The specificity for TB of QFT-IT was 100% (95% confidence interval [CI], 91%-100%), and the specificity of T-SPOT was 98% (95% CI, 87%-100%), both of which were considerably higher than the specificity of TST (58%; 95% CI, 42%-73%). The specificity of the TST was 10.5% (95% CI, 1%-33%) in children with nontuberculous mycobacterial lymphadenitis and was 100% (95% CI, 83%-100%) in children with other nonmycobacterial respiratory tract infections. The sensitivity of both QFT-IT and T-SPOT was 93% (95% CI, 77%-99%), and the sensitivity of the TST was 100% (95% CI, 88%-100%). Agreement between the IGRAs was 95.6% ( kappa =0.91); 6.8% of the IGRAs showed indeterminate results.
Both IGRAs showed high diagnostic value in bacteriologically confirmed childhood TB. Their advantage in this study, when performed in addition to the TST, was the ability to distinguish -positive TST results caused by nontuberculous mycobacterial disease, thereby reducing overdiagnosis of TB and guiding clinical management.
儿童结核病的诊断具有挑战性。广泛使用的结核菌素皮肤试验(TST)可能因与非结核分枝杆菌交叉反应或卡介苗接种而产生阳性结果,导致不必要的治疗。最近开发的两种干扰素-γ释放试验(IGRAs)对成人活动性结核病显示出良好的诊断准确性;儿科数据有限,尤其是在结核病发病率低的地区。我们评估了IGRAs在结核病低发地区儿童结核病诊断中的准确性。
在一项基于医院的研究中,对73名儿童(中位年龄39个月)队列评估了TST和两种IGRAs(T SPOT-TB [T-SPOT;牛津免疫技术公司]和QuantiFERON-TB Gold In-Tube [QFT-IT;Cellestis])的诊断准确性;将28例细菌学确诊的结核病患儿与无结核病患儿(23例细菌学确诊的非结核分枝杆菌淋巴结炎患儿和22例其他非分枝杆菌呼吸道感染患儿)进行比较。

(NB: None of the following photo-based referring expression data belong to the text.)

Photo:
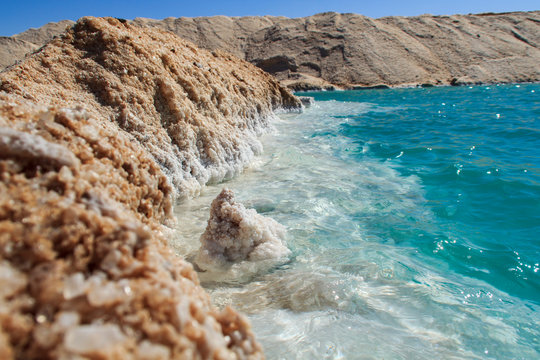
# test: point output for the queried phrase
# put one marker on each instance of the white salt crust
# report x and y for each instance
(238, 242)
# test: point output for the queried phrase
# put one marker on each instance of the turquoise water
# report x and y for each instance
(414, 220)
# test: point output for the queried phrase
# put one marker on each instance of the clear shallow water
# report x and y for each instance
(414, 220)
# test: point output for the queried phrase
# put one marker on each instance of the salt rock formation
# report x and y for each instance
(236, 234)
(87, 124)
(197, 113)
(84, 268)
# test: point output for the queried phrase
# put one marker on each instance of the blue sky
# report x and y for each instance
(19, 15)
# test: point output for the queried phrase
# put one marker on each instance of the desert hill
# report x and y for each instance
(100, 131)
(348, 50)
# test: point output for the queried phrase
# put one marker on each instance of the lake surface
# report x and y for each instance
(413, 216)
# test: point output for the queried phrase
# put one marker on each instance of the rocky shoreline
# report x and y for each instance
(101, 130)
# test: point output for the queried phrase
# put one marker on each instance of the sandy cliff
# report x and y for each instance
(348, 50)
(100, 130)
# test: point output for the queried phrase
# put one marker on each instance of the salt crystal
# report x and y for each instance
(74, 286)
(86, 339)
(151, 351)
(67, 319)
(106, 294)
(11, 279)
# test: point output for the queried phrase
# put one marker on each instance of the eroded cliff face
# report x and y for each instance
(347, 50)
(96, 131)
(197, 113)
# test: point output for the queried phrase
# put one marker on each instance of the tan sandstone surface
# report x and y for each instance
(347, 50)
(100, 131)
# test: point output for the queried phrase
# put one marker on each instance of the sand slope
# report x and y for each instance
(100, 130)
(352, 50)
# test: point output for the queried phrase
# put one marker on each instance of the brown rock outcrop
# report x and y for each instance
(346, 50)
(198, 113)
(87, 125)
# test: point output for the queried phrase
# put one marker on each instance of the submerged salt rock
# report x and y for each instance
(236, 234)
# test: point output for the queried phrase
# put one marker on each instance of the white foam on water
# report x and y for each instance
(347, 293)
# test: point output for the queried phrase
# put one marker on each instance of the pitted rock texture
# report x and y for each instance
(198, 113)
(87, 127)
(331, 50)
(85, 270)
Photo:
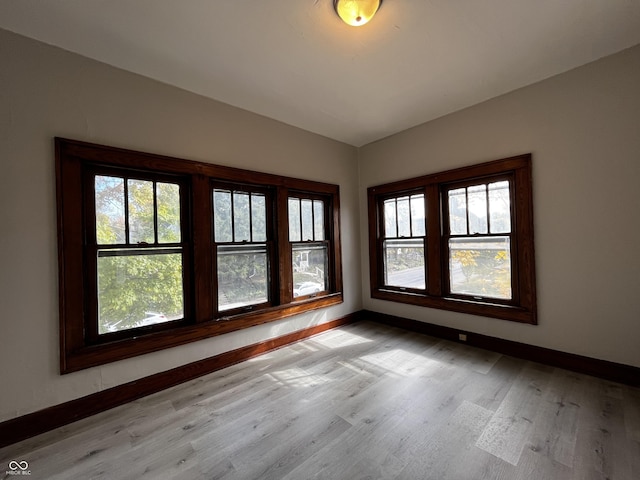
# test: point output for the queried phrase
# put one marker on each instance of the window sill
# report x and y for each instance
(95, 355)
(502, 312)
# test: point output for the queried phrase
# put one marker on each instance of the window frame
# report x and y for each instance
(327, 234)
(522, 306)
(78, 348)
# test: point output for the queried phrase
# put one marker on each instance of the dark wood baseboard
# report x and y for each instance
(598, 368)
(30, 425)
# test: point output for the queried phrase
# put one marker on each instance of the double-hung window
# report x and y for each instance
(459, 240)
(136, 251)
(156, 252)
(403, 241)
(243, 244)
(309, 246)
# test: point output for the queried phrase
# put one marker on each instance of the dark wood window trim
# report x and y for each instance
(78, 348)
(522, 306)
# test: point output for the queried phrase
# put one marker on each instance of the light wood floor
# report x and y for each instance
(364, 401)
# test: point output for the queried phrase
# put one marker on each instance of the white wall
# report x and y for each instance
(47, 92)
(583, 129)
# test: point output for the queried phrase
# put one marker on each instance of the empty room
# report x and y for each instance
(322, 239)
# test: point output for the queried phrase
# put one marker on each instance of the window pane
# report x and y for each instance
(390, 218)
(243, 277)
(480, 267)
(138, 290)
(168, 200)
(458, 211)
(318, 218)
(404, 222)
(241, 217)
(309, 269)
(141, 211)
(222, 216)
(109, 192)
(404, 262)
(306, 210)
(294, 220)
(258, 218)
(500, 207)
(477, 198)
(417, 215)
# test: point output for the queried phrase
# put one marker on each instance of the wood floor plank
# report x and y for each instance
(506, 434)
(450, 443)
(363, 401)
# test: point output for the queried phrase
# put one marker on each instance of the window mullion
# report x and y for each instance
(126, 211)
(433, 241)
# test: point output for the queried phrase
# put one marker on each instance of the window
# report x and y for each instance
(309, 249)
(135, 251)
(243, 252)
(460, 240)
(156, 252)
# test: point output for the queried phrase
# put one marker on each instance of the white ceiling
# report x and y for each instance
(295, 61)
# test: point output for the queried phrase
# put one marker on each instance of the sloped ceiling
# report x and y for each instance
(295, 61)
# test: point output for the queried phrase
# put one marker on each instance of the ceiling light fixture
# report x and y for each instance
(356, 12)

QFT-IT对结核病的特异性为100%(95%置信区间[CI],91%-100%),T-SPOT的特异性为98%(95%CI,87%-100%),两者均显著高于TST的特异性(58%;95%CI,42%-73%)。TST在非结核分枝杆菌淋巴结炎患儿中的特异性为10.5%(95%CI,1%-33%),在其他非分枝杆菌呼吸道感染患儿中的特异性为100%(95%CI,83%-100%)。QFT-IT和T-SPOT的敏感性均为93%(95%CI,77%-99%),TST的敏感性为100%(95%CI,88%-100%)。IGRAs之间的一致性为95.6%(kappa=0.91);6.8%的IGRAs结果不确定。
两种IGRAs在细菌学确诊的儿童结核病中均显示出较高的诊断价值。在本研究中,它们除TST外的优势在于能够区分由非结核分枝杆菌疾病引起的TST阳性结果,从而减少结核病的过度诊断并指导临床管理。